The 250th Anniversary of this Country is an ideal time to remember the Veterans from Dedham who gave their full measure to win the Freedom and Democracy we celebrate this year. The number of soldiers from Dedham who fought in the Revolution, including the outlying Parishes, is over 600 according to A List of Revolutionary Soldiers Who Served Dedham in the Revolution, 1775-1783 published in 1917 by the Dedham Historical Society (Now the Dedham Museum and Archive).
Over 100 of these honored dead are interred or memorialized in the Old Village Cemetery on Village Avenue, one of America’s most ancient Colonial Cemeteries. Men like Ebenezer Paul who marched under the command of Captain Aaron Fuller and helped to build the fortifications on Dorchester Heights from which the cannons placed by Col. Henry Knox forced the British to evacuate Boston; women like Rebecca Whiting Guild, daughter of Revolutionary War veteran Joseph Whiting, who, as a young girl knitted socks for the soldiers of the Revolution, and at 90 for the men going off to the Civil War. The Old Village Cemetery is the final resting place for many of Dedham’s most prominent citizens. The ground for the Cemetery was set aside in 1636, the year that the Town was incorporated, which means that in 10 years both will celebrate a 400th birthday.

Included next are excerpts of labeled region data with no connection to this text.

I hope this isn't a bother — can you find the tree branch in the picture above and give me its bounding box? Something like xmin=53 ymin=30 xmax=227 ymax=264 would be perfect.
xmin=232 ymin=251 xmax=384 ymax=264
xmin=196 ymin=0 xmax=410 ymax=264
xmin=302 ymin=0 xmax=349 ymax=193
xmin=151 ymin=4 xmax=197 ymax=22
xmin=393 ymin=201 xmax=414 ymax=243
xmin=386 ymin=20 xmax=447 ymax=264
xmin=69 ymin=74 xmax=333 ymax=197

For the past 9 years the Dedham Village Preservation Association has been working in cooperation with Joe Flanagan, Director of the Dedham DPW, to repair and restore sites within the Cemetery that were in danger of being lost. This year, with a generous grant from the Dedham Savings Community Foundation, we are planning to restore the eroding plot of the Farrington Family, which contributed importantly to the Town’s historic legacy. The Old Village Cemetery is one of Dedham’s most visited historic resources for tourists and genealogists, and a gem in the rich panoply of Dedham’s important place in American History.